В ее облике Матвей усматривал одну неправильность. Дело в том, что лицо ее было старше всего остального тела, старше ног, облитых яблочным воском, старше небольшой и мягко круглящейся груди, старше выемки между ключиц. Телу было двадцать лет, тело было юно, а вот лицо казалось принадлежащим совершенно другой женщине — куда более искушенной, опытной, если не сказать грубее, прямее, злее. Но и эта отчасти пугающая разновозрастность говорила сейчас Матвею об одном: она не случайно сюда пришла, она для него, для Камлаева, пришла.

— Так значит, ты — Матвей, — уточнила она безо всякой в том нужды, оглядывая Камлаева и этим своим взглядом как будто позволяя находиться рядом с собой, настолько рядом, насколько Матвею самому захочется. — И давно ты музыкой занимаешься?

— Лет с семи.

— Ужас. И что, тебе ни разу не захотелось бросить?

— Сто раз хотелось.

— И почему не бросил?

— Потому что сначала от музыки мутило, а потом все стало по-другому. И то, что сначала казалось тюрьмой, вдруг стало свободой.

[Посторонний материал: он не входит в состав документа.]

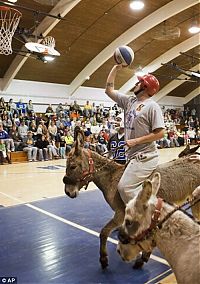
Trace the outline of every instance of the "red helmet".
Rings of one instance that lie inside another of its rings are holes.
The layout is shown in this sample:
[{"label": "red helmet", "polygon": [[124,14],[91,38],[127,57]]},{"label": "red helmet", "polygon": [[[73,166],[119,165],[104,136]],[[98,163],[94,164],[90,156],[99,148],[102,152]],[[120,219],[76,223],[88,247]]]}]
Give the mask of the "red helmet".
[{"label": "red helmet", "polygon": [[149,96],[155,95],[160,88],[158,79],[152,74],[137,77],[139,81],[143,82],[143,86],[147,88]]}]

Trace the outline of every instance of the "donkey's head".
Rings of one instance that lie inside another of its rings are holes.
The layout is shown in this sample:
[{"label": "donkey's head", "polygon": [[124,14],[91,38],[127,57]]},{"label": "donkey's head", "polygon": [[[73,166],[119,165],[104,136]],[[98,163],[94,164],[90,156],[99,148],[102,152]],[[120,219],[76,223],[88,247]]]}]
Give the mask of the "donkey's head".
[{"label": "donkey's head", "polygon": [[145,235],[152,224],[156,210],[156,194],[160,187],[160,174],[146,180],[143,189],[126,206],[124,222],[119,229],[117,251],[125,261],[134,259],[141,251],[151,251],[152,239]]},{"label": "donkey's head", "polygon": [[83,146],[84,134],[78,131],[74,147],[67,156],[66,174],[63,178],[65,193],[71,198],[77,197],[80,189],[87,185],[94,170],[90,152]]}]

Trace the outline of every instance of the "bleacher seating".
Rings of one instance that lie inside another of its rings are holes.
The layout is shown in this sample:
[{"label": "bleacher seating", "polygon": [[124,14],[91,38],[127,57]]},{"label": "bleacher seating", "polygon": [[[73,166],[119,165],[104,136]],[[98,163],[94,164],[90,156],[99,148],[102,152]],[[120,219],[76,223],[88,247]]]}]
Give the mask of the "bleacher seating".
[{"label": "bleacher seating", "polygon": [[27,153],[23,151],[11,152],[10,158],[12,163],[23,163],[28,161]]}]

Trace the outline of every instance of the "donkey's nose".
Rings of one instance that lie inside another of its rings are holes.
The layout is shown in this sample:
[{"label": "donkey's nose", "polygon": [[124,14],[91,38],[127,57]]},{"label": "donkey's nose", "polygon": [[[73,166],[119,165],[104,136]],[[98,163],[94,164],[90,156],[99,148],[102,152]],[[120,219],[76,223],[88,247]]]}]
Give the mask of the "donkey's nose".
[{"label": "donkey's nose", "polygon": [[67,183],[67,176],[63,177],[63,183],[66,184]]},{"label": "donkey's nose", "polygon": [[128,234],[123,230],[122,227],[119,228],[119,233],[118,233],[118,239],[119,241],[124,244],[127,245],[130,243],[130,237],[128,236]]}]

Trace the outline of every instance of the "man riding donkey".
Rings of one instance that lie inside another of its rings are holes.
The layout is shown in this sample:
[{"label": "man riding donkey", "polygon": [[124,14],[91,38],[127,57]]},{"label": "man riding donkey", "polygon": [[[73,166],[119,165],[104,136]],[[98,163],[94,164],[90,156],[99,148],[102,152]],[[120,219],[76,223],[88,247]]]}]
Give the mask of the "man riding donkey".
[{"label": "man riding donkey", "polygon": [[122,65],[114,65],[107,78],[106,94],[124,109],[125,143],[128,165],[118,184],[125,204],[142,189],[142,184],[158,165],[156,140],[164,135],[161,108],[151,98],[159,90],[159,81],[151,74],[138,77],[133,88],[134,96],[127,96],[114,89],[117,72]]}]

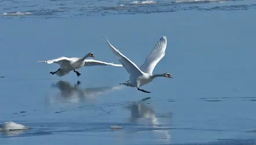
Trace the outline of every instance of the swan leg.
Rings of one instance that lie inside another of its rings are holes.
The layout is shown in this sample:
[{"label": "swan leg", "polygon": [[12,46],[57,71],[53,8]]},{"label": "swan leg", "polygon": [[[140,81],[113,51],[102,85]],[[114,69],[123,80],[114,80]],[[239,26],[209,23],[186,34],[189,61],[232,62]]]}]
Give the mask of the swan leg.
[{"label": "swan leg", "polygon": [[79,76],[81,75],[81,74],[79,72],[78,72],[78,71],[75,70],[75,69],[74,70],[74,72],[75,72],[75,73],[76,73],[76,75],[77,75],[78,76]]},{"label": "swan leg", "polygon": [[137,88],[138,89],[138,91],[142,91],[142,92],[144,92],[151,93],[151,92],[149,92],[149,91],[145,91],[145,90],[142,90],[142,89],[140,89],[140,88]]},{"label": "swan leg", "polygon": [[151,99],[151,97],[147,97],[147,98],[145,98],[139,101],[139,102],[145,101],[146,100],[148,100],[148,99]]},{"label": "swan leg", "polygon": [[55,72],[50,72],[50,73],[51,73],[52,75],[54,75],[55,73],[56,73],[56,72],[57,72],[58,70],[60,70],[60,69],[58,69],[58,70],[57,70],[56,71],[55,71]]}]

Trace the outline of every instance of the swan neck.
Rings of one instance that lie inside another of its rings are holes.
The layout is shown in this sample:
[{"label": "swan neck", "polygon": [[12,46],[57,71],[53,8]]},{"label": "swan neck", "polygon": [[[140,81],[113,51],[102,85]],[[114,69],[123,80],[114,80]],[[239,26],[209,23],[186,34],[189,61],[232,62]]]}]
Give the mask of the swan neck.
[{"label": "swan neck", "polygon": [[84,60],[85,60],[85,58],[89,57],[89,55],[90,55],[90,54],[86,54],[86,55],[85,55],[83,58],[82,58],[82,59],[81,59],[82,61],[84,61]]},{"label": "swan neck", "polygon": [[164,74],[155,74],[152,76],[152,79],[155,79],[157,77],[164,77]]}]

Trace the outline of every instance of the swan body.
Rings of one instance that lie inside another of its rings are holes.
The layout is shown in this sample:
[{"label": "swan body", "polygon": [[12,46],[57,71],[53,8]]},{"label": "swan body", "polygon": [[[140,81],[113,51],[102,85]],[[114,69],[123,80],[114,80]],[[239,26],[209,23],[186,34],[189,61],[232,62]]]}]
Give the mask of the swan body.
[{"label": "swan body", "polygon": [[151,82],[157,77],[173,78],[169,73],[152,74],[156,65],[165,55],[167,46],[166,36],[163,36],[160,38],[144,63],[140,68],[113,46],[108,41],[108,38],[107,38],[107,42],[113,53],[130,74],[129,80],[120,84],[137,87],[139,91],[150,93],[150,92],[141,90],[139,87]]},{"label": "swan body", "polygon": [[90,66],[94,65],[112,65],[115,66],[123,66],[122,65],[114,64],[113,63],[108,63],[106,62],[94,60],[86,60],[87,57],[94,57],[93,53],[89,53],[83,58],[72,57],[68,58],[65,57],[61,57],[50,60],[38,61],[37,62],[45,62],[48,64],[56,63],[60,65],[60,68],[56,71],[53,72],[50,72],[52,75],[56,74],[56,75],[61,77],[70,73],[70,71],[73,70],[76,73],[78,76],[81,75],[76,69],[82,68],[85,66]]}]

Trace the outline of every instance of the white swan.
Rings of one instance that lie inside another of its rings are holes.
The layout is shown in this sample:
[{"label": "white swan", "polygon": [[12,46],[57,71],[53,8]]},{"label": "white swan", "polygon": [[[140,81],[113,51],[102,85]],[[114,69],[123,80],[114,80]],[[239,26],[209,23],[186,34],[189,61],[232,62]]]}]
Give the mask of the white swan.
[{"label": "white swan", "polygon": [[160,38],[153,50],[148,56],[144,64],[140,68],[110,44],[108,38],[107,38],[106,40],[112,52],[118,57],[118,60],[125,67],[126,71],[130,74],[130,80],[120,84],[124,84],[131,87],[137,87],[139,91],[150,93],[150,92],[140,89],[139,87],[150,83],[156,77],[173,78],[169,73],[152,75],[155,66],[165,55],[165,50],[167,45],[166,36],[163,36]]},{"label": "white swan", "polygon": [[54,72],[50,72],[50,73],[53,75],[56,74],[60,77],[68,74],[71,70],[74,70],[74,72],[76,73],[76,75],[79,76],[81,74],[76,70],[76,69],[79,69],[84,66],[112,65],[115,66],[123,66],[122,65],[114,64],[113,63],[108,63],[94,60],[85,60],[89,57],[95,58],[93,53],[89,53],[83,58],[61,57],[51,60],[38,61],[37,62],[45,62],[48,64],[52,63],[59,64],[60,68]]}]

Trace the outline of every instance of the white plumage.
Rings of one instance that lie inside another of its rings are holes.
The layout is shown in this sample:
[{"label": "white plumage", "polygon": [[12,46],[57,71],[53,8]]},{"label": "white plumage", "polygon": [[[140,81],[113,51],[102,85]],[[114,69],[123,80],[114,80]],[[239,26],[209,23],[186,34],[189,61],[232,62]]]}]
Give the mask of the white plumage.
[{"label": "white plumage", "polygon": [[153,70],[156,64],[165,55],[167,46],[166,36],[163,36],[160,38],[151,53],[147,58],[145,62],[139,68],[136,64],[122,54],[118,50],[114,47],[107,38],[107,43],[112,51],[116,56],[118,60],[123,65],[126,71],[130,74],[130,80],[126,81],[124,84],[127,86],[137,87],[138,90],[150,93],[149,91],[139,88],[141,85],[152,81],[156,77],[166,77],[172,78],[169,73],[163,74],[152,75]]}]

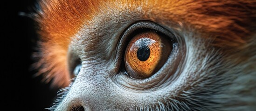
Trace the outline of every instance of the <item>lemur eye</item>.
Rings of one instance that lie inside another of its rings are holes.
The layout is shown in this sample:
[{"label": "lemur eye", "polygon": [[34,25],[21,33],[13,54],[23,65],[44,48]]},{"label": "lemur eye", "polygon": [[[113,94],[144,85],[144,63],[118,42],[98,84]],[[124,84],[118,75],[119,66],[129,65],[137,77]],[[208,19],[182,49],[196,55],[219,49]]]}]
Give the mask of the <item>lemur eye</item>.
[{"label": "lemur eye", "polygon": [[146,31],[135,35],[125,55],[128,74],[138,79],[151,76],[166,61],[172,47],[171,40],[161,33]]},{"label": "lemur eye", "polygon": [[80,72],[80,70],[82,68],[82,64],[80,63],[78,65],[77,65],[76,68],[74,69],[74,70],[73,71],[73,74],[74,74],[74,75],[75,77],[77,76],[77,75],[78,75],[78,74]]}]

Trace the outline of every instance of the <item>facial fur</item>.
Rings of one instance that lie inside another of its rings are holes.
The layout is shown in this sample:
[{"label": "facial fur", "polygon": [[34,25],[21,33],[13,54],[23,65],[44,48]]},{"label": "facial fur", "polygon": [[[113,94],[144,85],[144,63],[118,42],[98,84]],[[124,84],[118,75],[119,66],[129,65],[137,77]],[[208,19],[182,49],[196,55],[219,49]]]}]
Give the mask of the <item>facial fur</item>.
[{"label": "facial fur", "polygon": [[[54,86],[68,86],[50,109],[256,108],[256,0],[42,0],[39,5],[34,18],[40,53],[35,66]],[[155,74],[136,81],[118,72],[118,47],[123,32],[142,21],[172,32],[179,51]],[[82,68],[70,84],[74,58]]]}]

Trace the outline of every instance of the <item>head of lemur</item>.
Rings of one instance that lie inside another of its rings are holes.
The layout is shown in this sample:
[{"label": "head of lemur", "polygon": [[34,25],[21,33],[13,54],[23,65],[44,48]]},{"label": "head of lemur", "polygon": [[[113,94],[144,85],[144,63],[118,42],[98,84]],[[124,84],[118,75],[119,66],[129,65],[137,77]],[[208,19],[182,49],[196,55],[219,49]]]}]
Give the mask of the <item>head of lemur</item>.
[{"label": "head of lemur", "polygon": [[42,0],[50,111],[253,111],[256,0]]}]

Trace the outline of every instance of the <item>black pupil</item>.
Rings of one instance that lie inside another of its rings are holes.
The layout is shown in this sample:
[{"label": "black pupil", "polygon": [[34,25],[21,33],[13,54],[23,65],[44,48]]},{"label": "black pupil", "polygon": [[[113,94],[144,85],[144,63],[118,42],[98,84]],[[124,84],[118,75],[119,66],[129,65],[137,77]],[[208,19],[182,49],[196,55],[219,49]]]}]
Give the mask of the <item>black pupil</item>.
[{"label": "black pupil", "polygon": [[137,51],[137,57],[141,61],[145,61],[150,55],[150,49],[146,45],[140,47]]}]

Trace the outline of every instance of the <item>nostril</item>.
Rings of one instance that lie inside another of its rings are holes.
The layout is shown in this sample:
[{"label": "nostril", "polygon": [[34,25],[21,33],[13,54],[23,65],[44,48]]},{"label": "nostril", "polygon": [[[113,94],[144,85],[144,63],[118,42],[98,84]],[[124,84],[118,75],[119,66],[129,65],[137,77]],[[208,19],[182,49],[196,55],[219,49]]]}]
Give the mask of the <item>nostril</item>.
[{"label": "nostril", "polygon": [[71,111],[84,111],[84,108],[82,106],[77,106],[76,107],[73,107]]}]

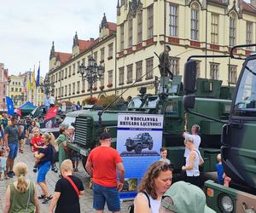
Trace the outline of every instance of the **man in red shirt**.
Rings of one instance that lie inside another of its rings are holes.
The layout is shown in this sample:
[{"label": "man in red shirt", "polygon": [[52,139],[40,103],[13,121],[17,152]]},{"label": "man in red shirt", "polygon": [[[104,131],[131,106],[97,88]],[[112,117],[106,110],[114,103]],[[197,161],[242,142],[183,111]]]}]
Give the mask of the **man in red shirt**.
[{"label": "man in red shirt", "polygon": [[122,190],[125,178],[123,160],[119,153],[110,147],[111,137],[108,132],[100,135],[100,143],[101,146],[89,154],[85,165],[93,181],[93,208],[96,213],[102,213],[107,202],[108,210],[119,213],[119,192]]}]

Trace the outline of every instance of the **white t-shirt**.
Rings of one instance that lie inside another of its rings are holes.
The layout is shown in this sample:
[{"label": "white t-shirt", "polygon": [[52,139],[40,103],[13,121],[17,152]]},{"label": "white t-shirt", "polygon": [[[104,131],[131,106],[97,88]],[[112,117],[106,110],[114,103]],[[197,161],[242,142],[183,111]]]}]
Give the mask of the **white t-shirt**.
[{"label": "white t-shirt", "polygon": [[[199,149],[199,146],[201,144],[200,135],[190,135],[189,133],[184,132],[183,136],[184,136],[185,139],[189,138],[189,137],[193,138],[195,147],[196,149]],[[190,151],[187,147],[185,147],[185,153],[184,153],[184,157],[185,158],[187,158],[189,156],[189,152]]]}]

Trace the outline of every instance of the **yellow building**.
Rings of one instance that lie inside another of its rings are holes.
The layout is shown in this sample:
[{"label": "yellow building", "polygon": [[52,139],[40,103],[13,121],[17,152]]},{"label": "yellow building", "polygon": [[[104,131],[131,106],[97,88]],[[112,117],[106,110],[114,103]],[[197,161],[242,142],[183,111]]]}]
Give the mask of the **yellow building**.
[{"label": "yellow building", "polygon": [[[79,51],[80,45],[75,42],[75,36],[73,54],[62,64],[61,53],[51,52],[49,75],[55,79],[55,95],[57,94],[58,98],[77,102],[90,95],[88,87],[83,93],[84,89],[79,86],[81,78],[77,74],[78,65],[90,55],[98,63],[104,61],[105,88],[106,83],[113,84],[113,88],[103,89],[104,94],[120,94],[131,88],[123,95],[125,98],[137,95],[141,86],[146,86],[148,93],[154,93],[154,77],[160,77],[159,60],[154,53],[160,55],[165,43],[172,48],[171,71],[182,75],[184,63],[192,55],[228,55],[234,45],[256,43],[255,0],[251,3],[242,0],[120,0],[117,6],[116,33],[106,37],[102,37],[104,30],[108,31],[104,17],[97,48],[92,44]],[[102,49],[108,49],[110,43],[113,59],[107,60],[103,52],[104,57],[99,60],[99,52],[102,55]],[[252,50],[254,49],[239,49],[235,54],[242,56]],[[225,85],[235,84],[241,63],[242,60],[225,58],[200,59],[197,76],[219,79]],[[64,73],[69,70],[73,74],[66,79]],[[97,89],[95,95],[100,94]],[[69,95],[66,90],[72,92]]]}]

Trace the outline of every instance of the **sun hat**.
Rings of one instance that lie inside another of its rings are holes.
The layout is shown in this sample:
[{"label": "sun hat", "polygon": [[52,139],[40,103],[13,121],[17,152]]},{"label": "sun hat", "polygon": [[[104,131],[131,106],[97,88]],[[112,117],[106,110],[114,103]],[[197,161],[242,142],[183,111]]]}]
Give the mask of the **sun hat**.
[{"label": "sun hat", "polygon": [[[169,197],[172,202],[167,202]],[[168,210],[177,213],[213,213],[213,210],[206,204],[206,195],[198,187],[185,181],[173,183],[164,193],[161,205]]]}]

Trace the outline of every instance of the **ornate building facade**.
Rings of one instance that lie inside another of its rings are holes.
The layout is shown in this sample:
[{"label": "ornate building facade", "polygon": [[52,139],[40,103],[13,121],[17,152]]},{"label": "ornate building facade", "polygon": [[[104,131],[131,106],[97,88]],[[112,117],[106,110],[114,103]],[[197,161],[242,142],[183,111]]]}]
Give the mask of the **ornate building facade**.
[{"label": "ornate building facade", "polygon": [[[165,43],[171,46],[171,71],[182,75],[192,55],[228,55],[236,44],[256,43],[256,1],[242,0],[118,0],[117,23],[100,26],[97,39],[83,41],[76,34],[72,54],[55,52],[49,72],[55,83],[55,95],[61,100],[81,101],[90,95],[81,81],[78,66],[92,55],[105,66],[104,78],[95,85],[94,95],[136,95],[141,86],[154,93],[160,55]],[[86,43],[86,44],[85,44]],[[255,49],[238,49],[245,56]],[[197,60],[197,76],[236,84],[241,62],[228,59]],[[98,87],[99,83],[104,89]],[[112,87],[107,86],[112,85]]]}]

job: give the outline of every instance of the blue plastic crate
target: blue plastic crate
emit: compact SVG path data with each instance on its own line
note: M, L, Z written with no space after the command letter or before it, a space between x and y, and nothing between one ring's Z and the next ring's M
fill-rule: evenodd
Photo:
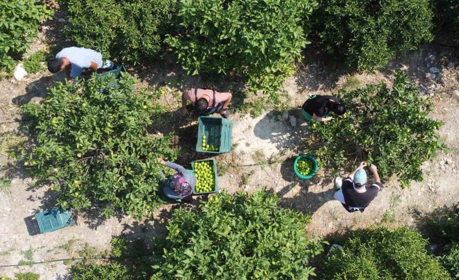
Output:
M54 207L35 214L41 233L59 230L75 224L72 213L64 211L60 207Z

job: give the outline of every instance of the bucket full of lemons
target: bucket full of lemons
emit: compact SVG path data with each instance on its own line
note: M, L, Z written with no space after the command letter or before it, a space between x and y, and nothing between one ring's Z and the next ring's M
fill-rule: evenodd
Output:
M293 163L295 174L301 179L312 178L318 168L317 161L311 155L300 155Z

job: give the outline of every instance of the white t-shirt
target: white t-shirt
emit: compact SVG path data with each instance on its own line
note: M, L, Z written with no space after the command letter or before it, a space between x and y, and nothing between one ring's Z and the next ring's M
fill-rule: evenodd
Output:
M93 49L84 47L70 47L62 49L56 55L56 58L65 57L72 65L70 77L79 76L84 68L89 68L91 62L97 64L97 69L102 67L102 55Z

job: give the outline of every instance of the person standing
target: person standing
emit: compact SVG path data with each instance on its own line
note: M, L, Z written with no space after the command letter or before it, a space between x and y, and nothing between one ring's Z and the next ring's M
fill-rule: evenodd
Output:
M224 118L230 116L228 105L233 95L230 92L218 92L212 89L192 88L182 94L182 110L183 115L188 112L187 100L191 102L200 115L210 115L218 112Z
M366 166L365 162L361 163L344 181L342 182L339 177L335 179L335 187L340 189L335 193L335 198L341 202L348 212L363 212L382 188L377 168L374 164L370 167L373 172L373 183L369 187L365 185L367 173L364 167Z
M339 115L346 113L344 105L332 95L310 96L302 108L303 116L313 123L330 120L329 115L332 112Z
M163 165L177 171L168 180L162 171L161 172L164 179L166 180L162 189L164 194L172 199L180 199L187 202L193 202L191 195L197 181L196 176L183 166L176 163L164 161L162 158L158 159L158 160Z
M48 61L48 70L55 73L65 70L67 80L73 83L73 79L81 75L84 69L97 72L99 68L110 68L113 63L110 60L102 60L102 55L84 47L70 47L63 48L58 53L56 58Z

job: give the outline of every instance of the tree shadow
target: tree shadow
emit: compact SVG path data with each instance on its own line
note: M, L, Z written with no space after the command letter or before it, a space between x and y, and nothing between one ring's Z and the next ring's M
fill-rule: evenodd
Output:
M40 234L40 227L38 222L35 218L35 214L34 214L29 217L24 218L24 223L29 232L29 235L34 236Z
M283 179L290 184L277 192L277 196L281 199L281 205L293 208L304 214L312 215L325 203L335 199L335 190L333 187L327 187L326 182L330 178L317 174L308 180L298 177L293 171L293 164L296 157L286 159L280 167ZM314 186L314 191L311 189ZM317 186L319 191L317 192ZM294 195L289 195L293 192Z
M26 88L26 93L11 99L11 103L17 106L22 106L33 101L34 98L39 97L38 102L46 96L48 89L55 86L58 82L65 83L65 74L59 72L55 74L42 76L35 82L30 83Z
M307 134L308 124L301 114L301 109L292 109L289 114L294 115L297 125L292 127L288 120L279 120L281 113L268 112L255 124L255 136L263 140L268 140L278 150L288 149L298 152L301 149L301 140Z

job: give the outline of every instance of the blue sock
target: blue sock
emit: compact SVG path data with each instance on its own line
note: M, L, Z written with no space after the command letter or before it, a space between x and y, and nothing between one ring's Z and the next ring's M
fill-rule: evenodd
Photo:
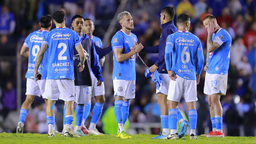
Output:
M123 102L123 101L119 100L116 101L114 102L114 113L117 123L123 123L122 107Z
M180 121L180 120L183 118L183 116L182 116L182 114L181 114L181 113L180 112L180 109L179 109L177 107L177 113L178 113L178 121Z
M190 129L196 129L196 123L197 120L197 113L196 109L188 110L188 121L190 125Z
M215 117L211 117L210 118L211 121L212 121L212 126L213 129L213 131L214 131L214 129L215 128L216 129L216 124L215 123ZM214 130L215 131L215 130Z
M125 124L129 115L129 108L130 107L130 103L131 99L128 101L124 101L122 107L122 113L123 114L123 123Z
M169 114L168 120L170 129L176 130L176 133L177 133L177 122L178 121L178 113L177 109L169 109ZM171 132L172 133L171 130ZM173 134L175 133L171 133L171 134Z
M168 123L168 116L161 115L160 116L162 123L162 128L168 128L169 129L169 123Z
M222 117L215 117L216 129L222 129Z
M85 103L85 111L84 113L84 119L85 120L87 118L87 117L89 116L90 111L91 110L91 103Z
M63 124L66 124L66 123L65 123L65 112L66 110L66 105L64 105L64 108L63 108Z
M27 110L26 109L23 108L21 109L20 113L19 122L21 122L24 123L24 122L25 122L25 119L26 119L26 117L27 117L28 112Z
M76 117L75 125L78 126L81 126L82 124L84 113L84 106L79 106L76 105L76 108L75 112L75 115Z
M93 114L92 115L91 119L91 123L96 124L98 122L98 121L102 113L103 105L104 103L95 102L95 104L92 109Z

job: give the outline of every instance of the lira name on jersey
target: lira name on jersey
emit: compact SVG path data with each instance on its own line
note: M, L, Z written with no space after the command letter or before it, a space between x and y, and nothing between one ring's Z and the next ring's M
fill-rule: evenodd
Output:
M26 78L34 79L34 69L35 66L36 59L39 52L43 39L44 34L47 33L46 31L39 30L30 34L25 40L23 44L28 48L28 70L26 73ZM46 52L41 64L38 69L42 74L42 79L46 79L47 76L47 58L48 57L48 50Z
M66 27L57 27L44 35L48 46L47 79L74 79L74 49L81 44L76 32Z
M116 33L112 38L111 44L113 50L113 79L134 80L136 79L135 61L136 54L120 63L116 60L114 49L122 48L123 53L127 53L132 50L135 42L138 43L137 37L131 32L127 34L122 30Z

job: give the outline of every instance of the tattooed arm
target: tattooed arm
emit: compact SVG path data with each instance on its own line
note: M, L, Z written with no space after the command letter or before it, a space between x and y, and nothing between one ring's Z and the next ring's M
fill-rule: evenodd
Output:
M139 53L137 53L136 54L136 59L135 62L137 64L138 64L141 68L142 68L144 69L144 70L146 70L148 68L148 66L144 62L143 62L141 58L139 55Z

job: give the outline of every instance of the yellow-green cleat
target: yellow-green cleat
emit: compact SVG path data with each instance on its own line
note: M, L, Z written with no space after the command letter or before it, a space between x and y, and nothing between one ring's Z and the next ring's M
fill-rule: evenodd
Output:
M128 135L127 135L127 134L126 134L126 133L125 132L125 131L123 130L120 134L120 138L121 138L121 139L130 139L131 138L132 138L132 137L131 136Z

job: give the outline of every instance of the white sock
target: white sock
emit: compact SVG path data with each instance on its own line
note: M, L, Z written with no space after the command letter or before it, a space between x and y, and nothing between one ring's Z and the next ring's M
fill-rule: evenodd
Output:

— Это тебе повезло, — сказала она раздумчиво. — А у меня вот никакого слуха нет. Учи меня — не учи, хоть под угрозой смертной казни, все равно ничего из меня не получится. Я когда бывала на концертах или просто смотрела, как играют классику по телевизору, все время поражалась тому, какие у музыкантов, особенно у пианистов, лица — как они то глаза закатят, то рот, словно рыба, откроют. Играют и кривляются, как сумасшедшие, как будто через них все время электрический ток пропускают. Ну, или так, как будто они в постели…

— В какой постели?

— В такой постели. Ну, почему все они так себя ведут? Ты музыкант, скажи мне. Вам что, когда вы играете, действительно больно? Или вам так приятно, что хочется от удовольствия на стенку лезть? Смотрится смешно.

— Ну, здрасте — смешно. Вы на себя сначала бы посмотрели, — парировал, переходя в атаку, Матвей. — Когда вы перед зеркалом прихорашиваетесь. Или в новое платье влезаете — вот где цирк-то. Какие у вас у самих-то лица. Что вы рот-то так открываете? А зачем вы, когда красите губы, закрываете глаза? Вам больно, что ли, или, может быть, стыдно? Вы когда себя по бедрам оглаживаете, вот посмотрели бы со стороны. Сколько экспрессии, сколько сомнений, какое душевное терзание, какие глубокие раздумья! Ах, размер не тот, ах, не лезет, ах, дорого просят! Ужимки-то похлеще будут, чем у любого пианиста.

— И то верно. — Улыбка тронула ее неярко накрашенные губы.

За окном давно уже стояла чернильная темень, и только их «кают-компания» плыла под саксофонные рулады в ночи; от бешеных коллективных плясок под «тюри-фури» и «рок-н-ролл-о-мьюзик» все перешли теперь к неспешной притирке попарно и медленно перетаптывались в середине комнаты; одна парочка уже вовсю сосалась на диване, в полутемном коридоре Раевский лобзался со светленькой, и звали ее, кажется, Лика.